Although the entire Contract of Employment need not be written, certain information must be provided in writing. It is also good practice to clearly define the Employment relationship, as this can minimise later disagreements as outline within the Employment Relationship Act 2000.

Under the Employment Rights Act 1996, all new employees whose employment continues for a month or more, are entitled to receive a written statement of particulars of employment specifying important information.

The employer must provide a statement no later than two months after the employee starts work. An employer is only required to provide a new written statement to existing employees if they request one.
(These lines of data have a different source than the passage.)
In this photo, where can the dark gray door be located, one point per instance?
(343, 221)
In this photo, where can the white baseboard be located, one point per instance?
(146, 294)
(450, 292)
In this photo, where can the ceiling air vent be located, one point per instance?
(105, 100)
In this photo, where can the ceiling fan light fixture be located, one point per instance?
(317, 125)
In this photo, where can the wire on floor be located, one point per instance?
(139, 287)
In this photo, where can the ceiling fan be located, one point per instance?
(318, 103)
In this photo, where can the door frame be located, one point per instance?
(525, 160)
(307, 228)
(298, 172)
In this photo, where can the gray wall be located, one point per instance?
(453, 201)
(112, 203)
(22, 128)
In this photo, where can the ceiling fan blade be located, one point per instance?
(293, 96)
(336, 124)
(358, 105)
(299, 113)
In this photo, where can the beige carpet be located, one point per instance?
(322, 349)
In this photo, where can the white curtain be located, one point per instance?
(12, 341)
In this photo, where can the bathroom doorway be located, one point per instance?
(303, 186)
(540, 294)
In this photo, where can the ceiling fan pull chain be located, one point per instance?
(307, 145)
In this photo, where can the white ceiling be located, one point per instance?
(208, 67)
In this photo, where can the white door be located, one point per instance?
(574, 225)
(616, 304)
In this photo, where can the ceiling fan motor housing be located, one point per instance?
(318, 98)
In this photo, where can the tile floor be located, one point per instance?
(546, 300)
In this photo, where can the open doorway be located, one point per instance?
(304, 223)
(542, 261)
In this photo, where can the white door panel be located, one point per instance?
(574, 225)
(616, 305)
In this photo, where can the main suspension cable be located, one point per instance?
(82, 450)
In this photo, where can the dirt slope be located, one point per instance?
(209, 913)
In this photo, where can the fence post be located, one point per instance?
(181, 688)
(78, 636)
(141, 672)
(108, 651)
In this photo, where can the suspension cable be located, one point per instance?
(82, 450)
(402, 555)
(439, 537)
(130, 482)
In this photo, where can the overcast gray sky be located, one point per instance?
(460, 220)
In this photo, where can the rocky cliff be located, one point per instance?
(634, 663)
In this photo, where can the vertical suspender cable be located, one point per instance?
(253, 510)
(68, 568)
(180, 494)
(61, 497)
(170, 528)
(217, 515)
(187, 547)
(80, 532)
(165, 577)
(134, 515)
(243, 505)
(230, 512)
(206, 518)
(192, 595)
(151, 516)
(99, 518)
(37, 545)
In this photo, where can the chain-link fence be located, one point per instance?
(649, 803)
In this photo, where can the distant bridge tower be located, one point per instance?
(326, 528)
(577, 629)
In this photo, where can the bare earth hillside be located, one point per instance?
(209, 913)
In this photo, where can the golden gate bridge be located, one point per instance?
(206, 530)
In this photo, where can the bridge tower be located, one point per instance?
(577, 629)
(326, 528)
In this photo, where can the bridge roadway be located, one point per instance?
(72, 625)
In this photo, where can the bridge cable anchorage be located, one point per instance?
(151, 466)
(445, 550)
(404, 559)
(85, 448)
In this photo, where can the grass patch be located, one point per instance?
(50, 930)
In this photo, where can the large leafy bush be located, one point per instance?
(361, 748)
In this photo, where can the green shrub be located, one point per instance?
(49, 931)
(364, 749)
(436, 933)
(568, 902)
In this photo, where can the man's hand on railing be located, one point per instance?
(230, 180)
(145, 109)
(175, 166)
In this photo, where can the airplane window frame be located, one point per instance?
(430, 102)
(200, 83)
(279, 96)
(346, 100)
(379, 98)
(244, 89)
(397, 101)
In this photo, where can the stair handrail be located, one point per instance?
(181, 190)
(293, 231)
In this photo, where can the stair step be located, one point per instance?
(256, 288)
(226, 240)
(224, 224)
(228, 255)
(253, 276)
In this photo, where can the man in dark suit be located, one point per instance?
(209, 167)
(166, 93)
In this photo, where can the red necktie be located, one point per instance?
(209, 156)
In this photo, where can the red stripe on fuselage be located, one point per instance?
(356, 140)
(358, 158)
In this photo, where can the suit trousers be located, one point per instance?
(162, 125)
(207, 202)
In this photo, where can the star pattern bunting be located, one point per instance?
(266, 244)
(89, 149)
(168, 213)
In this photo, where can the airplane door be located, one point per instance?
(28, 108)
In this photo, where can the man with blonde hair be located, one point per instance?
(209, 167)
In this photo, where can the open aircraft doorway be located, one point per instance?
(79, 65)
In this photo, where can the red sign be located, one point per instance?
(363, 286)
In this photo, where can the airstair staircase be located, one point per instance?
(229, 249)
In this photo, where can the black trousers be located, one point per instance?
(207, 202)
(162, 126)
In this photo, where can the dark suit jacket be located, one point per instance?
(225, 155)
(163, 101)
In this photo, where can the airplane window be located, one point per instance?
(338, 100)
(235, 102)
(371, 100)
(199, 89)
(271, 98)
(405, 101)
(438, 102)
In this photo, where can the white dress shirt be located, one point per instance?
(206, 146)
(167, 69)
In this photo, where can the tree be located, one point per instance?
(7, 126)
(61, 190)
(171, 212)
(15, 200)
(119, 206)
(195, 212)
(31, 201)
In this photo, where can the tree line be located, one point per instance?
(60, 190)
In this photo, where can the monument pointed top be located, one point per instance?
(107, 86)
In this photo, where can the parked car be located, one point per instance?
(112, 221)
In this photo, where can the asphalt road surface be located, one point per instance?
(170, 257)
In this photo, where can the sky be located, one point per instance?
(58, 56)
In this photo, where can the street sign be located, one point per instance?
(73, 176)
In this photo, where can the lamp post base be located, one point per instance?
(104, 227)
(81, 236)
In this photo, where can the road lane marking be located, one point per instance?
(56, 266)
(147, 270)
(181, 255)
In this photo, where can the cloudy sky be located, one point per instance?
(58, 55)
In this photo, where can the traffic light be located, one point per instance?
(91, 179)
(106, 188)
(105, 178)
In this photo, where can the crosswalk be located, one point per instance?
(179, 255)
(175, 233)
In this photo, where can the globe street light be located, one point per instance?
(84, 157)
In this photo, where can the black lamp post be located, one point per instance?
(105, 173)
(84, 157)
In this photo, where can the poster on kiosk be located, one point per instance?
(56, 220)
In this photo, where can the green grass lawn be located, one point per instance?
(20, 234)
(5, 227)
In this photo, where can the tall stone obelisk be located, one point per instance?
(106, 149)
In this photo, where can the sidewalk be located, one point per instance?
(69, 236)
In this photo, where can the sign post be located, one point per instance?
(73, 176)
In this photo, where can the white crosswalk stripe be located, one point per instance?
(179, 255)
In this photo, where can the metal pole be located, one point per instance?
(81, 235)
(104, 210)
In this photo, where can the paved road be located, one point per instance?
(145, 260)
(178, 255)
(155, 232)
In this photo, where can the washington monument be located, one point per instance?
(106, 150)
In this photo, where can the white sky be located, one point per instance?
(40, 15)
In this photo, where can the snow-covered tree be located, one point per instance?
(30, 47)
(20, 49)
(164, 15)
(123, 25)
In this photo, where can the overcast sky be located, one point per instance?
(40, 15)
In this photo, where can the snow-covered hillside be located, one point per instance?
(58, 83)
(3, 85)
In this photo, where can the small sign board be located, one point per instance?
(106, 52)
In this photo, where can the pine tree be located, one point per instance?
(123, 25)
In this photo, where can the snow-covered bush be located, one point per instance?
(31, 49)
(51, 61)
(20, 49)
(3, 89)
This request can be made up to three months after the employee’s employment ends.

The following details must be given together, in a single document, and is known as the “Principal Statement of Employment”. These details are:

a) the names of the employer and employee
b) the date when employment began
c) the date on which the employee’s period of continuous employment began, taking into account any employment with any previous employer, which counts
d) the scale or rate of pay, or the way pay is worked out
e) the pay intervals (hourly, weekly, monthly etc)
f) any terms and conditions relating to hours of work (including normal working hours)
g) any terms and conditions relating to holiday entitlement including public holidays and holiday pay (including rules on entitlement to accrued holiday pay on termination of employment).

These rules must be sufficiently specific to allow the entitlement to be precisely calculated.

h) job title or a brief job description
i) place of work, or, if the employee is required or permitted to work at various places, an indication of that fact and the employer’s address.

The employer must also provide the following details, either with the Principal Statement of Employment or separately (but within two months)
• Any sickness/injury scheme

• Rules on pension and pension schemes (e.g. whether it is contacted out or not)

• Length of notice to be given by both employer and employee

• If it is a temporary contract of employment

• If it is a fixed term contract of employment

• Particulars of any collective agreements which directly affect the terms and conditions of the employment including, where the employer is not a party, the person by whom they were made

• The name or description of the person with whom the employee can raise a grievance and the manner in which such applications should be made (see “implied terms” above)

• Any disciplinary rules and procedures applicable and the name or description of the person to whom an employee can apply if dissatisfied with a disciplinary decision and the manner in which such applications can be made (companies employing fewer than 20 employees do not have to provide these details on discipline)
• where the employee is required to work outside the U.K. for a period of more than one month, details of the length of posting, the currency in which payment will be made, details of any additional benefits arising from the posting and any terms and conditions relating to the employee’s return to the U.K.

The matters contained in the Principal Statement of Employment must be given in detail to the employee in one document.

For the other matters the written statement can refer employees to another document for details providing the employee has a reasonable opportunity to read the reference document in the course of their employment or where the document is made reasonably accessible in some other way (e.g. a Staff Handbook).

Any changes to the details described above must be given to each employee in writing at the earliest opportunity and in any event no later than a month after the change is made.

If the change is to one of the matters specified in the Principal Statement of Employment the change must be given in full; otherwise the written notification may refer the employee to another document provided it is reasonably accessible.